Felicitas and Will brought along their companion, a 14-year old hound that is deaf, adorable and was bent on sniffing every corner of the kitchen, undoubtedly checking for our dog Ferrah who wasn’t home. Felicitas didn’t waist time stir frying the chopped vegetable dish she brought along with rice and a semi-spicy peanut sauce. I got out drinks and we sat at the dining room table with a centerpiece bouquet of vibrant zinnias and dahlias .
Usually we would have seen each other several times on the water sailing, but this year not only was my boat out of commission, but so was I. After catching up on the news, we talked about our gardens with attention turning to the flowers before us.
Will said they too had dahlias and questioned whether I dug them up for the winter. I told him of Warwick’s dahlia emperor , so dubbed by the late Providence Journal reporter Martha Smith. Bart Scire lived on Spooner Avenue in the Greenwood section. He had an expansive back yard where he once kept horses and had spent nearly 50 years raising dahlias. He had fields of them. No question he was the emperor.

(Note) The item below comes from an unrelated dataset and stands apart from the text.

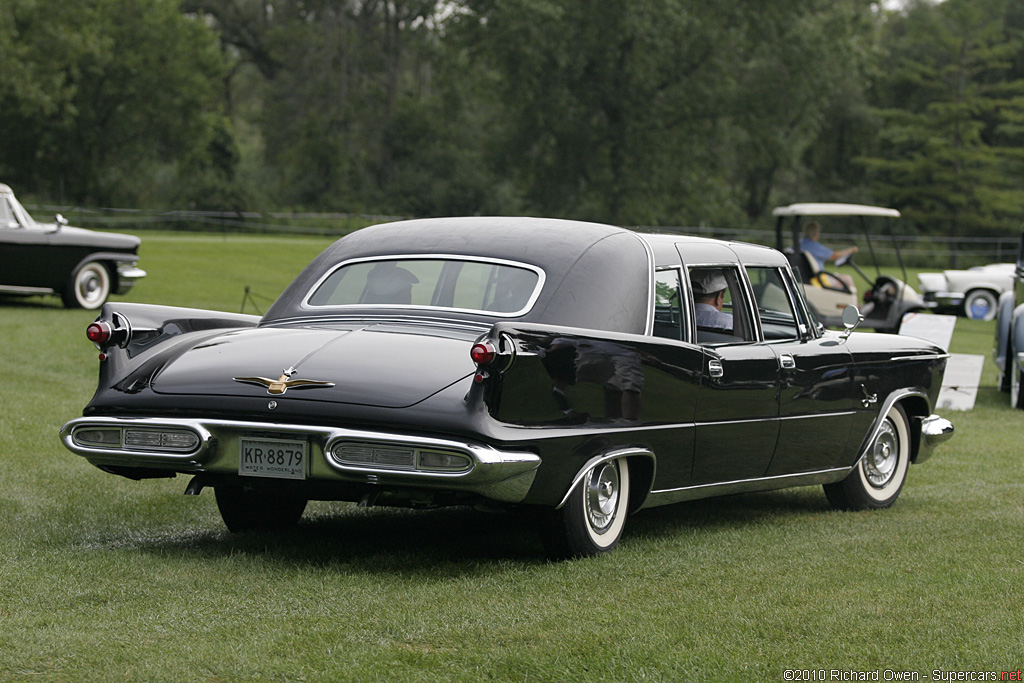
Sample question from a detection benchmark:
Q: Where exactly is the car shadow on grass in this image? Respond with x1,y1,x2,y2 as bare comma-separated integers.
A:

Who would have imagined such a vibrant carpet only a couple of blocks away from busy Main Avenue. I made a routine to buy dahlias before visiting my mother in Connecticut. Bart was generous. As colder weather arrived, he gave me a bag of the tubers to plant in our garden the following spring. They flourished and soon was I giving flowers and tubers to neighbors and Richard and Joyce Fleisher who live in the Edgewood section of Cranston. Joyce took good care of the dahlias, which turned out to be a very good thing because one spring when I went to plant the tubers from their hibernation in a plastic bin filled with sawdust, they had dried up. There were no dahlias that year. But when Joyce learned of my dahlia disaster, she had offshoots from the tubers I had given her. Bart’s flowers would live on although he passed in May of 2015 at the age of 93.
So, I wondered, had I packed the tubers in the wrong media?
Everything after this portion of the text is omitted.